Domains whose ideals meet a universal restriction

TL;DR

This paper investigates how certain ideal properties in integral domains relate to their polynomial extensions, introducing new concepts like meeting properties with a twist and generalizing Almost Bezout domains.

Contribution

It introduces the notion of ideals meeting properties with a twist and explores their implications for the structure of integral domains and their polynomial extensions.

Findings

Ideal meeting properties do not always extend from D to R.
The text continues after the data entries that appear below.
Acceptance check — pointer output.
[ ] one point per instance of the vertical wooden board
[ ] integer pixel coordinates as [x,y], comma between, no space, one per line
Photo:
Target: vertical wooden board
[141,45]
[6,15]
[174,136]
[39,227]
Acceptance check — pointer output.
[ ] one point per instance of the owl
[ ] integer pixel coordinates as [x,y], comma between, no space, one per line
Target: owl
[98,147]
Meeting properties with a twist relate ideal powers to property satisfaction.

Generalizations of Almost Bezout domains are provided.

Abstract

Let $S(D)$ represent a set of proper nonzero ideals $I(D)$ (resp., $t$ -ideals $I_{t}(D)$) of an integral domain $D\neq qf(D)$ and let $P$ be a valid property of ideals of $D.$ We say $S(D)$ meets $P$ (denoted $ S(D)\vartriangleleft P)$ if each $s\in S(D)$ is contained in an ideal satisfying $P$. If $S(D)$ $\vartriangleleft P,$ $\dim (D)$ can't be controlled. When $R=D[X],$ $I(D)$ $\vartriangleleft P$ does not imply $I(R)$ $\vartriangleleft P$ while $I_{t}(D)$ $\vartriangleleft P$ implies $I_{t}(R)$ $\vartriangleleft P$ usually. We say $S(D)$ meets $P$ with a twist $($ written $S(D)\vartriangleleft ^{t}P)$ if each $s\in S(D)$ is such that, for some $n\in N,$ $s^{n}$ is contained in an ideal satisfying $P$ and study $ S(D)\vartriangleleft ^{t}P,$ as its predecessor. A modification of the above approach is used to give generalizations of Almost Bezout domains.